Early Irish Poetry to c.1200
" Slowly, ..., the fact is becoming recognised in ever wider circles
that the vernacular literature of ancient Ireland is the most primitive
and original among the literatures of Western Europe, and that in its
origins and development it affords a most fascinating study. Whatever
may be its intrinsic merit, its importance as the earliest voice from
the dawn of West European civilisation cannot be denied."
"It was only on the outskirts of the Continental world, and
beyond the sway and influence of the Roman Empire, that some vigorous
nations preserved their national institutions intact, and among
them there are only three whom letters reached early enough to
leave behind some record of their pagan civilisation in a vernacular
literature. These were the Irish, the Anglo-Saxons, and, comparatively
latecomers, the Icelanders."
"It was during this period [4th century onwards] that the
oral literature, handed down by many generations of bards and
story-tellers, was first written down in the monasteries. Unfortunately,
not a single tale, only two or three poems, have come down to
us from these early centuries in contemporary manuscripts. In
Ireland itself most old books were destroyed during the Viking
terror which burst upon the island at the end of the eighth century.
But, from the eleventh century onward, we have an almost unbroken
series of hundreds of MSS. in which all that had escaped destruction
was collected and arranged. Many of the tales and poems thus preserved
were undoubtedly originally composed in the eighth century; some
few perhaps in the seventh; and as the Irish scholarship advances,
it is not unlikely that fragments of poetry will be found which,
from linguistic or internal evidence, may be claimed for the sixth
century."
"The purely lyrical poetry of ancient Ireland may be roughly
divided into two sections--that of the professional bard attached
to the court and person of a chief; and that of the unattached
poet, whether monk or itinerant bard."
"Religious poetry ranges from single quatrains to lengthy
compositions dealing with all the varied aspects of religious
life. Many of them give us a fascinating insight into the peculiar
character of the early Irish Church, which differed in so many
ways from the rest of the Christian world."
"In Nature poetry the Gaelic muse may vie with that of any
other nation. Indeed, these poems occupy a unique position in
the literature of the world.

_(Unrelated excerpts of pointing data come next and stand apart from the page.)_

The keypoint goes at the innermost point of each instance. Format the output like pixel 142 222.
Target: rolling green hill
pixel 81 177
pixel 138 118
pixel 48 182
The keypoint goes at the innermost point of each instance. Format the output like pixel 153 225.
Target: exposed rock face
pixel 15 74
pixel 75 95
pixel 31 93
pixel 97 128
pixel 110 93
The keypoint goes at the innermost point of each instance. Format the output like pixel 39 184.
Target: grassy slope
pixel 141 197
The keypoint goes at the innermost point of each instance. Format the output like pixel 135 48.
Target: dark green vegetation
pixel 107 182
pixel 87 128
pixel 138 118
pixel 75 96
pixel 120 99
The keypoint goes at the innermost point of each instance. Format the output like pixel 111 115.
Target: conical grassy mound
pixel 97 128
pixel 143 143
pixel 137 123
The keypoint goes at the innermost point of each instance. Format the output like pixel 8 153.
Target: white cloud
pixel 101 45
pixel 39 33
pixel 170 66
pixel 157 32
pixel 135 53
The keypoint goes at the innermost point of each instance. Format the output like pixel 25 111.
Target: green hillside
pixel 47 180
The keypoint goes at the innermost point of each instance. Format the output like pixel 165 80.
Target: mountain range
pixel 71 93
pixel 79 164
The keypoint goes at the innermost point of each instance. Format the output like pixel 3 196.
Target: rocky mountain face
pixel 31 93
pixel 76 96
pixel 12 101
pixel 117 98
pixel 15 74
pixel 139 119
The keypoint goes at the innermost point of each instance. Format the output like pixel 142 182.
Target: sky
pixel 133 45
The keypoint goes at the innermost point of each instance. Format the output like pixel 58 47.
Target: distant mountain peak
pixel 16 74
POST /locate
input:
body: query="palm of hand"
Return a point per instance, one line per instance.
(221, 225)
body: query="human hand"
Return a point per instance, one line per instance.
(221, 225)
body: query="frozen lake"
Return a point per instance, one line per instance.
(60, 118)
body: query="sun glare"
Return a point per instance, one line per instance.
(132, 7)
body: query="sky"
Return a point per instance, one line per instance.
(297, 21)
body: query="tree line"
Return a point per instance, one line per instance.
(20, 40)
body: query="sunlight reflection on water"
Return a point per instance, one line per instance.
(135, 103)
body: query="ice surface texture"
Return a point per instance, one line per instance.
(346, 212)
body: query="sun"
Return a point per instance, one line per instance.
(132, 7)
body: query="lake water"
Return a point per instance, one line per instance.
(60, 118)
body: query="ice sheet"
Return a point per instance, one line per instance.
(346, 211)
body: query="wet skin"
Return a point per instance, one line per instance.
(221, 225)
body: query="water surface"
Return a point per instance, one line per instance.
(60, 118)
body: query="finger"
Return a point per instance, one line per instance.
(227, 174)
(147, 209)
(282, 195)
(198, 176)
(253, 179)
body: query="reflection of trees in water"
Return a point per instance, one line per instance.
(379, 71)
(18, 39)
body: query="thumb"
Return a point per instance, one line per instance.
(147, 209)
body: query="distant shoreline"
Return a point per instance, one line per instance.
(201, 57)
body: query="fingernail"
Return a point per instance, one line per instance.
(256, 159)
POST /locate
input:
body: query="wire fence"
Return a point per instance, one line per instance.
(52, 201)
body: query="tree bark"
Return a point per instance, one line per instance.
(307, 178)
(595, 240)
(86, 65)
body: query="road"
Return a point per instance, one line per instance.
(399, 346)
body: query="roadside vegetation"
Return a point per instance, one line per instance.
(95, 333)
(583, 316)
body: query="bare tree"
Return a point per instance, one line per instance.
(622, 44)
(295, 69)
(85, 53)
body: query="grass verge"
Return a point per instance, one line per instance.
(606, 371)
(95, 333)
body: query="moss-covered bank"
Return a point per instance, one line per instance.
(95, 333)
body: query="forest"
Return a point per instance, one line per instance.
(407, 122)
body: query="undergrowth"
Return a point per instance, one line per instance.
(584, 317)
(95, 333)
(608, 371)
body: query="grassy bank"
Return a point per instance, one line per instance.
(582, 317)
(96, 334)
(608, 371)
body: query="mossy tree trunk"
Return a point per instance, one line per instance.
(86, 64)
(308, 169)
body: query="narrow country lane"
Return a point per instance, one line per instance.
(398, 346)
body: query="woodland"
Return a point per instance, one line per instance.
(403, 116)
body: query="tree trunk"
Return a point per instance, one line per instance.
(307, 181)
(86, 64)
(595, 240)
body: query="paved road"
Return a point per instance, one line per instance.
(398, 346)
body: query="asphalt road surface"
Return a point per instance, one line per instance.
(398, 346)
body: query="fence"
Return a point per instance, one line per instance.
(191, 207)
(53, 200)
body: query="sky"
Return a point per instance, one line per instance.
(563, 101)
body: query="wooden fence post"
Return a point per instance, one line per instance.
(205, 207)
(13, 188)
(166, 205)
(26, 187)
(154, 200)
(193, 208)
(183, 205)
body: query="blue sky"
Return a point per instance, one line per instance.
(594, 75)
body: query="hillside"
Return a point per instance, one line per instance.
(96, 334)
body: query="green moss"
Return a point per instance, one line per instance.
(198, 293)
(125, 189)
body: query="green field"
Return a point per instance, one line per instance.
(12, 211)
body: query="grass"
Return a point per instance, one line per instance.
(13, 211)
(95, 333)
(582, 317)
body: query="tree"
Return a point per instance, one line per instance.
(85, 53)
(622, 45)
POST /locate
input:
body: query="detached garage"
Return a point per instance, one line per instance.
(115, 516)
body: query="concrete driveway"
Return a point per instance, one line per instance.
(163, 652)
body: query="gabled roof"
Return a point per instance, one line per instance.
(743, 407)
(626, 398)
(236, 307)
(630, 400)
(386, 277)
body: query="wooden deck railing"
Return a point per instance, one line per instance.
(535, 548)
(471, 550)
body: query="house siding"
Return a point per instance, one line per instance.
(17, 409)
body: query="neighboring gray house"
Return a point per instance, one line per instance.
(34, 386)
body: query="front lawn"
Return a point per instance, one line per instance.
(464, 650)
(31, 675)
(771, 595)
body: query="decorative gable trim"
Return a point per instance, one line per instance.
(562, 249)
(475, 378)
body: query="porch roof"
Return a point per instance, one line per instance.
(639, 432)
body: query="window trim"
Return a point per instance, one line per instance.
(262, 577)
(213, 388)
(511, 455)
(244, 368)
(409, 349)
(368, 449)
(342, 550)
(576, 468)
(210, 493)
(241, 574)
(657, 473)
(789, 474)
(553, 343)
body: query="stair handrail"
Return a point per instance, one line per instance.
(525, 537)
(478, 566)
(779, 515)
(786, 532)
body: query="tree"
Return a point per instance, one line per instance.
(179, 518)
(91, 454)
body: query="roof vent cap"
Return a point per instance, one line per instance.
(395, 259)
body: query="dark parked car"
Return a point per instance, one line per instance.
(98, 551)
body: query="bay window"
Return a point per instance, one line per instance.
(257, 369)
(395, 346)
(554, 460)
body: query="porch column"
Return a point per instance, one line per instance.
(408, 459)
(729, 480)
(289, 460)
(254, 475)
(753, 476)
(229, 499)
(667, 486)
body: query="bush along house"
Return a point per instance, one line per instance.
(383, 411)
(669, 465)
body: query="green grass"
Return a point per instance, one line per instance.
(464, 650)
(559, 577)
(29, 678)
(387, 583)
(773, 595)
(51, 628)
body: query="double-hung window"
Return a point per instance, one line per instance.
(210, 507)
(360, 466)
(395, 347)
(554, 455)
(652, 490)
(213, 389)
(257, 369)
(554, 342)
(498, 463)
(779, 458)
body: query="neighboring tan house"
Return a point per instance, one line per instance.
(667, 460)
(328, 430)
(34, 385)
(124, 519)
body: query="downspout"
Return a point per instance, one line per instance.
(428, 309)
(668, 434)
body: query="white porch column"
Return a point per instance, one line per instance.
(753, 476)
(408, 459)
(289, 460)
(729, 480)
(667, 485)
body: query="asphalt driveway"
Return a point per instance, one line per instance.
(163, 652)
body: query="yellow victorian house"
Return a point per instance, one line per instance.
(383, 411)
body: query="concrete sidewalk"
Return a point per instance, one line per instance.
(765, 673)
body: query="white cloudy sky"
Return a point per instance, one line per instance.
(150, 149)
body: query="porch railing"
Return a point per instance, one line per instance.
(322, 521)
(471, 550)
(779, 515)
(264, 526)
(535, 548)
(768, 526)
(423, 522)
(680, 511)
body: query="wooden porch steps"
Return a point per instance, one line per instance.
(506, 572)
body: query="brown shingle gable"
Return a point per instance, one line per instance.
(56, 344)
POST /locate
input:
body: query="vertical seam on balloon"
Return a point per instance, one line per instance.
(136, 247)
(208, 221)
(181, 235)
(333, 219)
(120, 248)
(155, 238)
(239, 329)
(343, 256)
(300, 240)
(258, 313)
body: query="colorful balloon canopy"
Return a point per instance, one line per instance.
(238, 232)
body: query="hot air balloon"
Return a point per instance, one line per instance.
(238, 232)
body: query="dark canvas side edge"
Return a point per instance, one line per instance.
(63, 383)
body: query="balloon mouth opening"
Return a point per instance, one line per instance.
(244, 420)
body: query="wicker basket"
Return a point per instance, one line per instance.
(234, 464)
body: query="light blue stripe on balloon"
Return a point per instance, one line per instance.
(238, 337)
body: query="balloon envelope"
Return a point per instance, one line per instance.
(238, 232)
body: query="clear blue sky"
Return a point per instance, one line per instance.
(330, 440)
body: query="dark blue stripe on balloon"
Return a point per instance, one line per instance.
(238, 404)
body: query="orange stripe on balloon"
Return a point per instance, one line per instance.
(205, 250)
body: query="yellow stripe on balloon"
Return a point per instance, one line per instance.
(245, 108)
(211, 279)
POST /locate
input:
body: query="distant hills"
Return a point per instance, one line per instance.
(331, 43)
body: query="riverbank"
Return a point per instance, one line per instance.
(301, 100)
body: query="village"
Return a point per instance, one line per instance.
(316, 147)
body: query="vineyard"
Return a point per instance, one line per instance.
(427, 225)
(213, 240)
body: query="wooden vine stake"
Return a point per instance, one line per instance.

To seek out and watch and love Nature,
in its tiniest phenomena as in its grandest, was given to no people
so early and so fully as to the Celt. Many hundreds of Gaelic
and Welsh poems testify to this fact."
"Of ancient love-songs comparatively little has come down
to us. What we have are mostly laments for departed lovers."
"The commonest stanza is a quatrain consisting of heptasyllabic
lines with the rhyme at the end of the couplet."
Kuno Meyer, Ancient Irish Poetry (London 1913, repr. 1994),
vii, viii, x-xi, xii, xiii.
Eleanor Knott, Irish Classical Poetry (Cork: Mercier
Press revd. ed. 1966), contains some information on early poetry.